Sözde destekler kadınları sadece eve hapsedecek, işyerlerindeki pozisyonlarını kaybedecek, düşük ücretlerle kolaylık adı altında güvencesiz çalışmasına yol açacak. Ortada.

Bunu TÜİK her işsizlik verisini açıkladığında da görmek mümkün. Nisan ayında 33,3 milyon kadın çalışma yaşında iken sadece yüzde 36,6 sı işgücü sayılıyor. 11 milyonu aşkın kadın ise işgücü dahi sayılmıyor TÜİK’e göre çünkü, ev işiyle meşgul, iş aramıyor, aramaktan vazgeçmiş. İşgücü demek üretim yapabilecek nüfüs ve çalışan nüfusün toplamıdır. Ama TÜİK bu tanımı bile değiştirip emek arzında bulunan kişiler ve çalışan nüfus demiş. Peki siz kadınların önündeki engelleri kaldırdınız mı da çalışmak isteyip istemediğinden eminsiniz diye sormamız gerek. Verilerle gizlenen, manipüle edilen milyonlarca işsiz kadın söz konusu iken sözde bu destek paketi ile yeni işsizler, devletin yardımına bağımlı kılınan nice  kadınlar olacak. Çalışma yaşamından, mekânsal olarak kolektif ortamdan uzaklaşan kadınlar için geri dönmek kolay olmayacak. Diğer erkek ebeveyn için erkekliklerinin perçinlendiği, ev içerisindeki iktidarlarının desteklendiği alanlar oluşturacak. Bunun kadına yönelik şiddete etkisini de maalesef göreceğiz.

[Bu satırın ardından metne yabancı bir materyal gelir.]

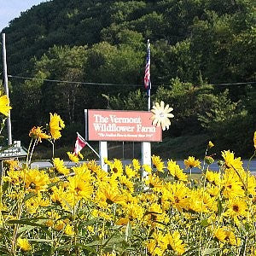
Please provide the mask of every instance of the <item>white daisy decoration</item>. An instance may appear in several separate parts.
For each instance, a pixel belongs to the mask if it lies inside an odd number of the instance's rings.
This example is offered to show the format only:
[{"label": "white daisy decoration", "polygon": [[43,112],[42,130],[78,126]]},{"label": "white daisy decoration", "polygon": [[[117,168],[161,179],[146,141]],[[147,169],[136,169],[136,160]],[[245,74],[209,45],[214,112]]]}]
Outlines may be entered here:
[{"label": "white daisy decoration", "polygon": [[153,119],[153,125],[158,127],[161,125],[163,131],[166,131],[166,129],[169,130],[171,125],[169,119],[174,117],[174,115],[170,113],[172,110],[172,108],[169,108],[169,104],[165,107],[163,101],[161,101],[160,104],[155,102],[155,105],[153,106],[153,109],[151,109],[153,115],[150,117],[150,119]]}]

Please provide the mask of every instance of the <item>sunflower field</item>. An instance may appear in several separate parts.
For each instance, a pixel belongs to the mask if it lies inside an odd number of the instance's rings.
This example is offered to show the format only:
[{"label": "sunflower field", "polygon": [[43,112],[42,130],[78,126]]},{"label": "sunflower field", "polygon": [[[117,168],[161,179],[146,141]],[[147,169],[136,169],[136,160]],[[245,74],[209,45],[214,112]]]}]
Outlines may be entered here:
[{"label": "sunflower field", "polygon": [[[50,113],[45,128],[30,131],[26,162],[3,163],[1,255],[256,255],[256,178],[233,152],[222,152],[218,172],[211,171],[212,142],[202,161],[184,160],[188,173],[156,155],[152,166],[106,159],[105,172],[67,152],[68,167],[54,156],[64,127]],[[32,168],[43,139],[53,146],[52,167]]]}]

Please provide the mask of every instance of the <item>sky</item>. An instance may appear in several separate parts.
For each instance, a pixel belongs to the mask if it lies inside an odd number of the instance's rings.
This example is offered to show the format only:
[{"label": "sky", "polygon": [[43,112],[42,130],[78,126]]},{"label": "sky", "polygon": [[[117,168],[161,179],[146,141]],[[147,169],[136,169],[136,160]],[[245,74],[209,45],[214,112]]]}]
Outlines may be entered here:
[{"label": "sky", "polygon": [[[9,26],[9,22],[31,9],[33,5],[47,0],[0,0],[0,32]],[[64,0],[65,1],[65,0]]]}]

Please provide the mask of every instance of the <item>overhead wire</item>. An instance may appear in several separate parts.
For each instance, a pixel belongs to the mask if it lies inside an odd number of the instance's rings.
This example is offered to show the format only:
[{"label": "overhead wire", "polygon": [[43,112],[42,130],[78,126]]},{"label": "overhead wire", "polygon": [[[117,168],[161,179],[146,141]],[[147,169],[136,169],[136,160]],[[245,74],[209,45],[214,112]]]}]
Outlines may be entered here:
[{"label": "overhead wire", "polygon": [[[143,87],[143,84],[112,84],[112,83],[96,83],[96,82],[79,82],[79,81],[67,81],[67,80],[58,80],[58,79],[38,79],[31,77],[23,77],[23,76],[15,76],[9,75],[9,78],[26,79],[26,80],[40,80],[45,82],[52,83],[66,83],[66,84],[87,84],[87,85],[107,85],[107,86],[136,86]],[[228,85],[246,85],[246,84],[255,84],[256,81],[251,82],[238,82],[238,83],[223,83],[223,84],[209,84],[212,86],[228,86]],[[153,85],[152,87],[160,87],[160,86],[169,86],[169,85]]]}]

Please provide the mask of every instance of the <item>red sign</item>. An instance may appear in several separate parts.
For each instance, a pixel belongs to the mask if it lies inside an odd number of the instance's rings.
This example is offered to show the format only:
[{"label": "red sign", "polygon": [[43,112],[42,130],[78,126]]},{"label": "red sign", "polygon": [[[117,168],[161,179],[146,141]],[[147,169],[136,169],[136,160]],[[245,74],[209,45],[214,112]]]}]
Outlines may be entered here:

İş ve aile yaşamı içerisindeki sorumlulukların dengelenmemesi, anlaşmazlıklar ve stres, başta da söylediğim gibi patriyarkal kapitalist sistemin yapısal sorunudur. Bazı iyileştirmeler anca yapılabilir ama maliyetten kaçınıldığı, varlığını sürdürmek için, sermayenin kâr elde etmek için daha fazla sömürdüğü sürece komple ortadan kalması mümkün değil. Erkeklik hele böyle kriz dönemlerinde yeniden tahkim edilir, eşitlikçi ilişkilerden uzaklaşılır. Çözüm her alanda eşitlikçi ilişkilerin ve sorumlulukların kurulabilmesindedir.

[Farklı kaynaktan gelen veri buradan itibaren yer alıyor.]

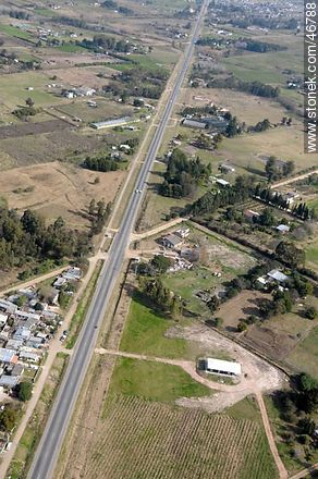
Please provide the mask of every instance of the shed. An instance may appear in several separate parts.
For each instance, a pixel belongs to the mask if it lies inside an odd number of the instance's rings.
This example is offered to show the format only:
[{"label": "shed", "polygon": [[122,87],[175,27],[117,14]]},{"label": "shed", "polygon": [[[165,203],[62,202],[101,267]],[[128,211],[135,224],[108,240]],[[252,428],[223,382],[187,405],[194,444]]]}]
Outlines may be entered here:
[{"label": "shed", "polygon": [[290,226],[288,226],[286,224],[279,224],[276,229],[283,234],[290,231]]},{"label": "shed", "polygon": [[161,243],[166,248],[173,249],[181,246],[183,242],[180,236],[176,236],[176,234],[169,234],[161,240]]},{"label": "shed", "polygon": [[17,376],[3,374],[0,378],[0,386],[2,385],[2,388],[12,389],[16,386],[17,382],[19,382]]},{"label": "shed", "polygon": [[206,130],[207,124],[204,122],[200,122],[198,120],[191,120],[191,119],[184,119],[182,120],[181,124],[183,126],[188,126],[189,128],[198,128],[198,130]]},{"label": "shed", "polygon": [[218,183],[218,185],[221,185],[221,186],[230,186],[230,183],[227,182],[227,180],[222,180],[221,177],[218,177],[216,180],[216,183]]},{"label": "shed", "polygon": [[240,376],[242,374],[242,367],[240,363],[208,357],[206,359],[206,371],[212,374]]},{"label": "shed", "polygon": [[0,312],[0,326],[4,326],[8,321],[8,315],[2,315],[2,312]]},{"label": "shed", "polygon": [[17,363],[17,356],[15,351],[7,349],[5,347],[0,347],[0,363]]},{"label": "shed", "polygon": [[289,279],[289,277],[286,277],[284,273],[282,273],[279,270],[271,270],[269,273],[267,273],[267,275],[272,280],[278,281],[279,283],[283,283]]}]

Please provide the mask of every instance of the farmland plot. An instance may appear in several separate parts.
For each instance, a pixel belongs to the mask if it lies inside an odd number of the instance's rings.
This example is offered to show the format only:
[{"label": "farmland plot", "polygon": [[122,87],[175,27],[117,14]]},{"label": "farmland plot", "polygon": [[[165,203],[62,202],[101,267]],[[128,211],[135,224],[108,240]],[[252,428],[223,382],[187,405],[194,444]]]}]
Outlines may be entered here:
[{"label": "farmland plot", "polygon": [[90,451],[85,464],[77,457],[87,479],[277,477],[258,422],[136,397],[109,401]]}]

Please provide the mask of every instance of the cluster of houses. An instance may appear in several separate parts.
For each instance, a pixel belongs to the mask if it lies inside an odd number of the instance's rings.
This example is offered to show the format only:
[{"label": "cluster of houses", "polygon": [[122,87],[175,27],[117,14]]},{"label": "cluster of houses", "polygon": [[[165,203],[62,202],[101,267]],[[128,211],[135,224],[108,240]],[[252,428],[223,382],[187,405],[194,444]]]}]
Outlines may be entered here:
[{"label": "cluster of houses", "polygon": [[169,272],[189,270],[193,263],[199,259],[199,248],[196,245],[186,244],[189,229],[180,229],[159,238],[159,243],[171,253],[166,255],[172,258],[173,265]]},{"label": "cluster of houses", "polygon": [[78,88],[70,88],[62,91],[63,97],[65,98],[77,98],[77,97],[91,97],[96,94],[96,89],[89,87],[78,87]]},{"label": "cluster of houses", "polygon": [[278,269],[269,271],[267,274],[257,278],[257,282],[264,287],[268,288],[272,285],[283,287],[283,284],[289,280],[289,277]]},{"label": "cluster of houses", "polygon": [[217,133],[224,133],[229,124],[229,120],[224,119],[221,114],[207,118],[195,118],[193,115],[188,115],[181,120],[181,124],[193,130],[209,130]]},{"label": "cluster of houses", "polygon": [[45,299],[35,286],[0,298],[0,393],[15,388],[25,371],[33,371],[35,378],[49,341],[62,324],[60,291],[68,291],[68,284],[81,277],[80,268],[70,267],[56,278],[50,296]]}]

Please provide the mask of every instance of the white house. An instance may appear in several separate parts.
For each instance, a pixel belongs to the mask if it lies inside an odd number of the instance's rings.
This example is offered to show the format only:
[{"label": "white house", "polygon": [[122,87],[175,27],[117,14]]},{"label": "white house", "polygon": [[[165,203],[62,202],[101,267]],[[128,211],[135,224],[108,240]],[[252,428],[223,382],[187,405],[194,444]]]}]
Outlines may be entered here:
[{"label": "white house", "polygon": [[215,359],[208,357],[205,360],[205,370],[210,374],[221,374],[221,376],[241,376],[242,366],[240,363],[225,361],[222,359]]}]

Bizler bu destek paketleri konuşulurken Anayasayı ve kanunlarla elde ettiğimiz mevcut haklarımızı hatırlatmaya devam edelim. Anayasanın 10. Maddesi eşitliğe ilişkindir. Bu onur ayında belirtmezsem olmaz  açıkça LGBTİQ+’ları belirtmiyor olsa da mevcut haliyle bile herkes için geçerlidir. Hatta der ki “Devlet, bu eşitliğin yaşama geçmesini sağlamakla yükümlüdür.” O zaman kamusal kaynakları aktararak, engelleri kaldırarak, denetim yaparak, hakkedilen ücreti vererek, kamusal hizmetler sağlayarak gereğini yapınız!

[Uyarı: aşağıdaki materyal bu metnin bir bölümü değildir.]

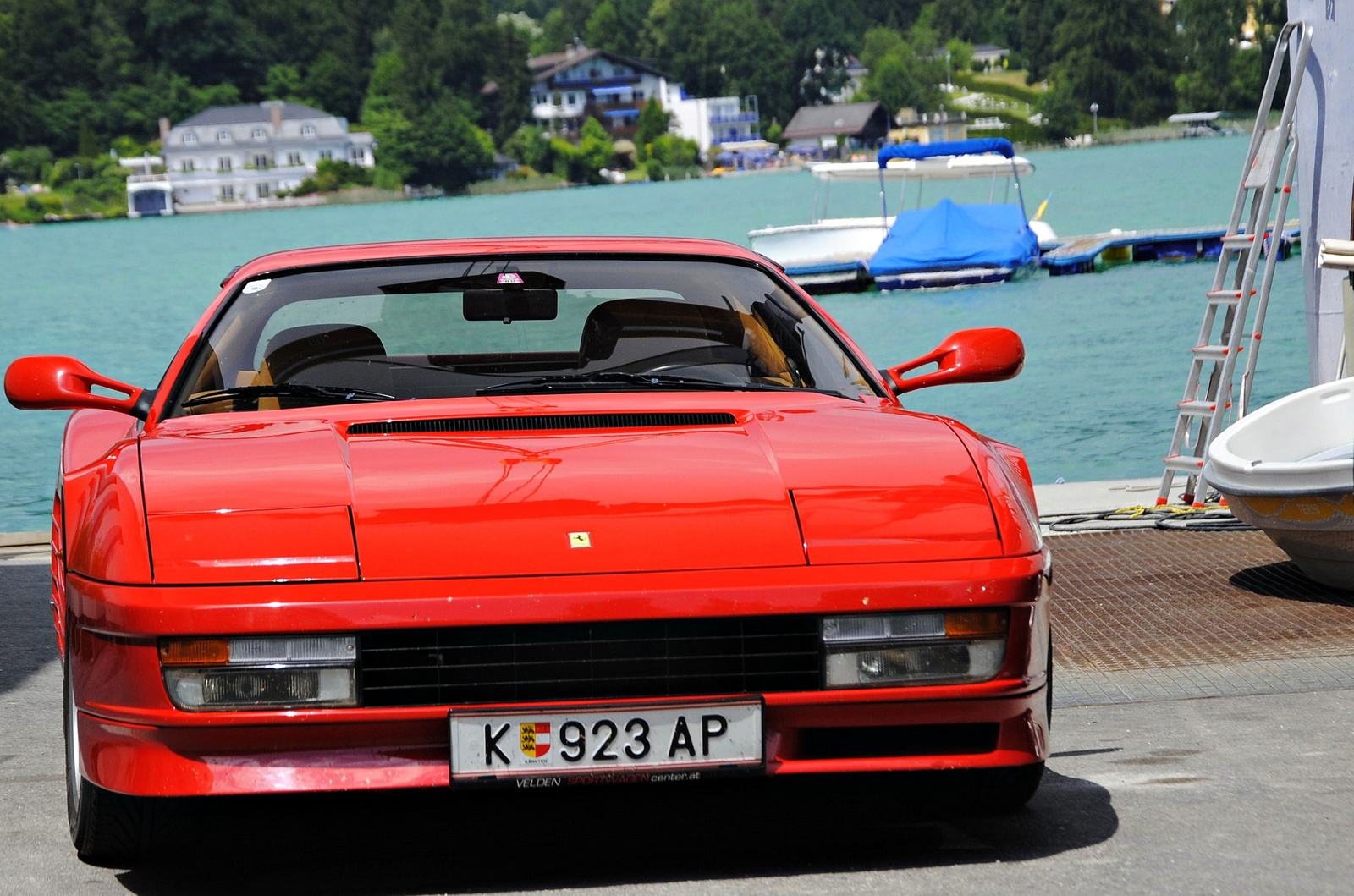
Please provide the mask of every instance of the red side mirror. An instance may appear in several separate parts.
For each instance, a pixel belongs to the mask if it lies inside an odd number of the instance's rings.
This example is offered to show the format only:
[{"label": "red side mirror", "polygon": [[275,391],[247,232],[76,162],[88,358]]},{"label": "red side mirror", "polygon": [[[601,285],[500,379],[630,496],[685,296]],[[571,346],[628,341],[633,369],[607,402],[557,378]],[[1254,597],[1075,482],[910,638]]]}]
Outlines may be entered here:
[{"label": "red side mirror", "polygon": [[[940,369],[903,379],[902,375],[907,371],[926,364],[937,364]],[[984,326],[952,333],[930,353],[890,367],[884,374],[894,393],[902,394],[945,383],[991,383],[1010,379],[1020,374],[1024,365],[1025,344],[1020,336],[1002,326]]]},{"label": "red side mirror", "polygon": [[[96,395],[95,386],[126,398]],[[83,363],[64,355],[32,355],[20,357],[4,374],[4,394],[15,407],[42,410],[49,407],[96,407],[118,410],[141,420],[146,418],[150,402],[144,388],[100,376]]]}]

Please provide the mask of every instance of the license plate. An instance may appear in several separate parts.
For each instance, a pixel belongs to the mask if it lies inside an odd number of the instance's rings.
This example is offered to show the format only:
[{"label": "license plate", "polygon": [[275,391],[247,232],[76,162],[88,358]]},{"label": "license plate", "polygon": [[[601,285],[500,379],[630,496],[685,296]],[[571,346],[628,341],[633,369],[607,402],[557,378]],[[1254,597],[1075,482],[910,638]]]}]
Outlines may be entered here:
[{"label": "license plate", "polygon": [[451,711],[452,781],[681,780],[761,765],[757,698]]}]

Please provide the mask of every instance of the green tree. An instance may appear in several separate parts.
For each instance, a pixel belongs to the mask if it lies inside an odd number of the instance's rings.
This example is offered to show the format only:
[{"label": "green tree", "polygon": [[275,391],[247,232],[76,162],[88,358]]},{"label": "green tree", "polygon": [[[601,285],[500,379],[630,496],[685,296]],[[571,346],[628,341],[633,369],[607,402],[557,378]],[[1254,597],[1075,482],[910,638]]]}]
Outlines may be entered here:
[{"label": "green tree", "polygon": [[639,110],[639,120],[635,127],[635,150],[639,161],[645,161],[649,154],[649,145],[672,130],[672,112],[663,108],[662,103],[650,99],[645,108]]},{"label": "green tree", "polygon": [[620,16],[611,0],[601,0],[593,14],[588,16],[584,35],[588,46],[598,50],[623,53],[630,49],[628,35],[621,31]]},{"label": "green tree", "polygon": [[1051,77],[1106,118],[1154,122],[1175,108],[1171,47],[1156,0],[1067,0]]},{"label": "green tree", "polygon": [[672,0],[663,26],[666,68],[686,89],[756,93],[764,115],[793,114],[799,103],[789,46],[753,0]]},{"label": "green tree", "polygon": [[356,119],[362,114],[367,79],[364,65],[345,62],[334,50],[325,50],[306,66],[301,95],[326,112]]},{"label": "green tree", "polygon": [[487,104],[483,120],[493,131],[494,141],[502,143],[527,120],[532,80],[527,70],[527,34],[508,22],[497,23],[493,31],[497,51],[489,55],[489,81],[481,96]]},{"label": "green tree", "polygon": [[494,162],[494,142],[475,127],[463,100],[447,97],[420,115],[386,154],[402,164],[408,180],[443,189],[462,189],[485,176]]},{"label": "green tree", "polygon": [[1227,108],[1236,97],[1232,60],[1246,19],[1246,0],[1181,0],[1175,19],[1183,42],[1183,70],[1175,80],[1187,112]]},{"label": "green tree", "polygon": [[301,70],[295,65],[279,62],[268,66],[268,73],[263,80],[263,95],[267,99],[301,103],[305,102],[302,99],[305,89]]},{"label": "green tree", "polygon": [[1066,15],[1067,0],[1010,0],[1011,43],[1026,60],[1029,80],[1048,77],[1053,57],[1053,30]]},{"label": "green tree", "polygon": [[[578,131],[578,146],[570,165],[570,180],[603,183],[597,172],[611,166],[615,154],[616,148],[612,145],[607,129],[596,118],[589,118]],[[578,175],[582,176],[578,177]]]},{"label": "green tree", "polygon": [[861,62],[869,68],[865,96],[879,100],[891,116],[903,107],[929,110],[940,104],[936,84],[945,76],[944,64],[919,58],[898,31],[884,27],[867,31]]},{"label": "green tree", "polygon": [[[566,146],[569,143],[565,143]],[[535,125],[523,125],[502,146],[506,156],[538,172],[548,172],[555,166],[554,148],[550,135]]]},{"label": "green tree", "polygon": [[1039,112],[1044,119],[1044,134],[1049,139],[1064,139],[1082,133],[1082,103],[1066,84],[1055,84],[1039,97]]}]

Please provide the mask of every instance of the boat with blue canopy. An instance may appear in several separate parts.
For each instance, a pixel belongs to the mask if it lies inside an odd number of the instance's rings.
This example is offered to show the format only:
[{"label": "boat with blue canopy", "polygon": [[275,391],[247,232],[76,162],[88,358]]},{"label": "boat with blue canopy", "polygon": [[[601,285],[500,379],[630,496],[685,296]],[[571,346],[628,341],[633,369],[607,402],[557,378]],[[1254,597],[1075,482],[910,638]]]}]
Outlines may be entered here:
[{"label": "boat with blue canopy", "polygon": [[[1002,283],[1037,269],[1040,234],[1025,214],[1018,157],[1010,141],[1003,138],[884,146],[877,160],[880,202],[886,203],[881,219],[888,218],[883,172],[894,160],[936,158],[987,158],[1006,165],[1016,185],[1016,200],[995,202],[995,184],[986,204],[961,204],[942,198],[922,208],[918,196],[918,207],[899,210],[869,259],[875,286],[880,290],[952,288]],[[899,204],[904,199],[906,184]]]},{"label": "boat with blue canopy", "polygon": [[[980,142],[980,141],[968,141]],[[1005,141],[1002,141],[1005,142]],[[891,149],[891,148],[886,148]],[[768,225],[761,230],[747,234],[751,248],[764,256],[774,260],[785,268],[799,286],[810,292],[846,292],[869,288],[873,283],[869,272],[869,260],[879,252],[888,236],[890,227],[895,223],[892,215],[883,206],[883,191],[886,184],[900,184],[899,203],[907,198],[909,185],[915,185],[918,203],[925,184],[932,180],[951,181],[987,181],[988,196],[995,199],[999,183],[1009,180],[1011,171],[1020,175],[1029,175],[1034,166],[1029,160],[1020,156],[1005,158],[999,154],[959,154],[936,157],[890,157],[883,166],[875,161],[861,162],[819,162],[810,168],[815,181],[814,203],[808,223],[802,225]],[[841,206],[841,195],[848,196],[854,191],[856,202],[862,199],[860,185],[879,184],[876,208],[883,214],[868,214],[865,208],[850,218],[827,217],[827,204],[833,195],[833,187],[838,187],[838,198],[834,204]],[[856,187],[852,187],[856,184]],[[873,195],[873,194],[871,194]],[[1052,229],[1040,221],[1032,222],[1040,230],[1040,240],[1056,240]]]}]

Ayrıca yerel yönetimlerin yapabileceklerine ilişkin maddeleri de yazıyorum ki dayanağımız güçlensin. Belediyeler Kanunu’nun 15. Maddesine göre: “Belediyenin yetkileri ve imtiyazları şunlardır: a) Belde sakinlerinin mahallî müşterek nitelikteki ihtiyaçlarını karşılamak amacıyla her türlü faaliyet ve girişimde bulunmak.” O zaman ihtiyaçları karşılamak amacıyla her türlü faaliyette ve girişimde bulununuz.

Aile ve iş yaşamının uyumlulaştırılması fikrinin bir yönüne dair eleştirilerimi “Anne destek paketi” gündemiyle ele aldım. Bu konuyu daha çok yazmak ve tartışmakta fayda olduğunu düşünerek mücadele dolu iyi haftalar dilerim. 


Fidan Ataselim Kimdir?

Eşitlikçi Feminist mücadele insanı. 2010 yılında Kadın Cinayetlerini Durduracağız Platformu kurucuları arasında yer aldı ve halen platformun Genel Sekreterliğini yürütüyor. 2017 yılında gerçekleştirilen kitlesel “Kıyafetime Karışma” yürüyüşünün organizasyonunda ve ardından Kadın Meclisleri’nin kuruluşunda çalıştı. 2022 yılında The Guardian'ın ilham veren kadınlar listesine dahil edildi. 2024 yılında CNN International'ın hazırladığı 30 cinsiyet eşitliği savunucusu listesinde de yer aldı. Öğrencilik yıllarında gençlik mücadelesi içerisinde yer alan Ataselim şu an genel sekreterliğini yaptığı Kadın Cinayetlerini Durduracağız Platformunun kuruluş sürecinin ardından bir süre İstanbul temsilciliğini yürüttü. Bu sırada dava takipten, veri raporlamaya, politika geliştirmeden, kitlesel protestoların düzenlenmesine kadar birçok görevde yer aldı. 8 Aralık 2019'da Şili’de başlayan dünyanın dört bir yanında gerçekleştirilen Las Tesis Protestosunu Türkiye'de ilk İstanbul'da gerçekleştirirken 'Kadın cinayetlerini durduracağız' ve 'Asla yalnız yürümeyeceksin' sloganlarını söylediği için 5 kadınla beraber polis tarafından ters kelepçe ile gözaltına alındı. 2021 yılında Kadın Cinayetlerini Durduracağız Platformu adına Finlandiya Başbakanı Sanna Marin'in verdiği Toplumsal Cinsiyet Eşitliği Ödülünü temsilen aldı. Yine yıllar içerisinde pek çok ödülü Platformu temsilen almıştır.